My first question is:

What are the differrent types of saltwater tanks? I have heard of reef, like a semi-reef (with some fish), and no reef. What are the differences and distinguishing characteristics of all these types....

Thanks.


----------



## phensway (Apr 7, 2003)

well, im not much deeper in it than you are......... but i know that you love piranhas and sw has some really mean fish!!!!!!! i recommend startin at least a 30 bc you will only want to expand....... pfish has a great saltwater 101 thread....... that answers a lot of questions about equipment and cycling.......


----------



## sweet lu (Oct 3, 2003)

reef includes corals, anemones and lots of mircoorganisms in it

semi-reef is just some anemones and a few microorganisms

no reef is a fish only tank

i think that is correct


----------



## -=BOB=- (Mar 6, 2003)

>well, im not much deeper in it than you are

haha, same here. It might be a idea to buy good salt book before rushing into buying thinks based on other folks opinions. I think its loot of misinformation on the net...

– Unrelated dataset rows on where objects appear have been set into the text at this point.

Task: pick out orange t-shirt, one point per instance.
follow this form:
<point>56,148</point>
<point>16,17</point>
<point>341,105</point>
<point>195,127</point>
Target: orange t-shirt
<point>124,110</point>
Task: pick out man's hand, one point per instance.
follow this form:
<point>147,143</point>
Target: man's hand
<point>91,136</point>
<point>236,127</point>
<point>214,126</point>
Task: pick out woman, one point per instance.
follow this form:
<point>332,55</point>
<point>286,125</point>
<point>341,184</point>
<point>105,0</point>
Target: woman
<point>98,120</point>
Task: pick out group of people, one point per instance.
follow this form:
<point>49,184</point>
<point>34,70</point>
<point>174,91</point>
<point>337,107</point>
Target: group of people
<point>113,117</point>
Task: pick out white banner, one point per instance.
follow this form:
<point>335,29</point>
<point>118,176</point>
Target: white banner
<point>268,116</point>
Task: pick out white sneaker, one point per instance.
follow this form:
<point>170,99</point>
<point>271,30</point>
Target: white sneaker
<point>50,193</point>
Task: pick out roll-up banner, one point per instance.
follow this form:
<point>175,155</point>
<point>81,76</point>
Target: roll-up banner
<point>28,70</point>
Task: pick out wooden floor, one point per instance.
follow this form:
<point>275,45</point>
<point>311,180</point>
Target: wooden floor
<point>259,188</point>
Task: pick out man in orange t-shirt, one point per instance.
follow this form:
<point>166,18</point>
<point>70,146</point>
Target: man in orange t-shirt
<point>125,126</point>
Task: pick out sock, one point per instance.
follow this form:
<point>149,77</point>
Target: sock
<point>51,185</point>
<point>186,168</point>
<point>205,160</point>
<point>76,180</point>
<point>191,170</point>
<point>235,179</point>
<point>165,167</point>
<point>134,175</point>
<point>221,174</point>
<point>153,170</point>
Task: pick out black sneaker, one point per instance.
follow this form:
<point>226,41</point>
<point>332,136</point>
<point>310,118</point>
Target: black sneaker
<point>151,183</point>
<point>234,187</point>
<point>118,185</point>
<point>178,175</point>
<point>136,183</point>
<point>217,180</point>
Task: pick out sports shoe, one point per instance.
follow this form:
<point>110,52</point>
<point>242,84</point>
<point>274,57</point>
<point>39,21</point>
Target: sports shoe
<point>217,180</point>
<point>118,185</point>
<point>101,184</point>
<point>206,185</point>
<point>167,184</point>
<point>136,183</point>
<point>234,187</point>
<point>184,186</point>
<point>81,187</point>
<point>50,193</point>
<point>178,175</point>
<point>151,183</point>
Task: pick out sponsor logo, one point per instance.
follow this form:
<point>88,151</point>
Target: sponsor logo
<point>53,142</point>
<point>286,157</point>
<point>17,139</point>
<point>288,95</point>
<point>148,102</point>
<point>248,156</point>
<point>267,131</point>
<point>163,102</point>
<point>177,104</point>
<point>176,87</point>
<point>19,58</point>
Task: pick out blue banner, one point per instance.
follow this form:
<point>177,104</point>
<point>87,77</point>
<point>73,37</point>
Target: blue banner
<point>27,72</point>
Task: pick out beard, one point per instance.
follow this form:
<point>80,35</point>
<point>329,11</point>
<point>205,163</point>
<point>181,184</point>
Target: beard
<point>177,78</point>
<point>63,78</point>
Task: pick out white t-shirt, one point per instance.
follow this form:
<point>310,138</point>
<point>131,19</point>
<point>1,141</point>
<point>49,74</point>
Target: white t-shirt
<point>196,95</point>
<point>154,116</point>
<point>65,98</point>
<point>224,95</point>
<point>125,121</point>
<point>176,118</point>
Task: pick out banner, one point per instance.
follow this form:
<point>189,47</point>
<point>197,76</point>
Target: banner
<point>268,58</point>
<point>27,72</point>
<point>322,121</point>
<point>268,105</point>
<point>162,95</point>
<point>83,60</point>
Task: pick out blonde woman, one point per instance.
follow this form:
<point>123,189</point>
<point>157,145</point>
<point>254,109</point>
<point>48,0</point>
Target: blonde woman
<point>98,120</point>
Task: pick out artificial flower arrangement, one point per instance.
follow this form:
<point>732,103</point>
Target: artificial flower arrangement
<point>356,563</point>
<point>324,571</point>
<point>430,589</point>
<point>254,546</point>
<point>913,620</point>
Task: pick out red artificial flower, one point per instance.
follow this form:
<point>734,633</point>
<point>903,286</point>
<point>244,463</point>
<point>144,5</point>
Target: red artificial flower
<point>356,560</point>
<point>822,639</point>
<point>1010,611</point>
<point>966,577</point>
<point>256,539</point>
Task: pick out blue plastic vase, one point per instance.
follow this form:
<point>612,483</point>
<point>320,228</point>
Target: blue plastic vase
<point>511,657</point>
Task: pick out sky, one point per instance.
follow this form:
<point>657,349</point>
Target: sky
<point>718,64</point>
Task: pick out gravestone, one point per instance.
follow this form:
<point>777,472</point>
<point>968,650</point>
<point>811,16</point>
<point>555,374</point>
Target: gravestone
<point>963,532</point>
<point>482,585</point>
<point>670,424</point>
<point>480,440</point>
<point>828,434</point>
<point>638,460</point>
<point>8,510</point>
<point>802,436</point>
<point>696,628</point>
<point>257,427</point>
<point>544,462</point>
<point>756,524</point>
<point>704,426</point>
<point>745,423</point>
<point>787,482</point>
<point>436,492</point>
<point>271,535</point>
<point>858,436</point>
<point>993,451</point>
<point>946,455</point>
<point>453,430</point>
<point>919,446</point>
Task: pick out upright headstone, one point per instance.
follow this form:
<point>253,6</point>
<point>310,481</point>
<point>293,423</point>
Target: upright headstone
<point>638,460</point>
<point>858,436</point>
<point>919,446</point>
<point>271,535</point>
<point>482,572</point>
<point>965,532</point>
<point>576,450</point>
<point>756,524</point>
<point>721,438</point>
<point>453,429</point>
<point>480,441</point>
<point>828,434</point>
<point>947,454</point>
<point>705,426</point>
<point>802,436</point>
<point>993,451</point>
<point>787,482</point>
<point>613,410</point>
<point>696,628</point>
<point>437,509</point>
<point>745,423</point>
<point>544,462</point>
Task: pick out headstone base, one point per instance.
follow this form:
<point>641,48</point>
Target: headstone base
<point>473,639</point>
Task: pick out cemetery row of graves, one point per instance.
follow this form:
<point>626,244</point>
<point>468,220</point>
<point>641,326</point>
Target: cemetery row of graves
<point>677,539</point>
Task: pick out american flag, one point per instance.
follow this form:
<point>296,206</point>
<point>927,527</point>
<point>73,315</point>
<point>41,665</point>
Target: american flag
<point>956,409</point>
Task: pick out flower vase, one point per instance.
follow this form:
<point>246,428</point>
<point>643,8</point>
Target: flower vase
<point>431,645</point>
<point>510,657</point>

>What are the different types of saltwater tanks?

Oh there are many, dunno all of them but to get started lets mention some

based on the size there are:

-small (nano tanks, although they look attractive and small investment not recommended for beginners cause of the small amount of water is more difficult to keep the water parameters at one stable level)
- medium sized (something thats most of us have)
-big ones (180g and more, thinks big boys do)

based on water gravity:

- Brackish tanks (designed for inhabitants that naturally live in areas where rivers meet see)
-sw (well, salt water aquariums)

based on inhabitants you can chose from:

-reef ones to my opinion desirable aquarium mixed with fish, inverts and corals (to me something nice to watch cause of the range of organisms and colors inside)

-fish only (you might wanna chose this system if you wanna play it with aggressive organisms that are not classified as "reef safe or compatible")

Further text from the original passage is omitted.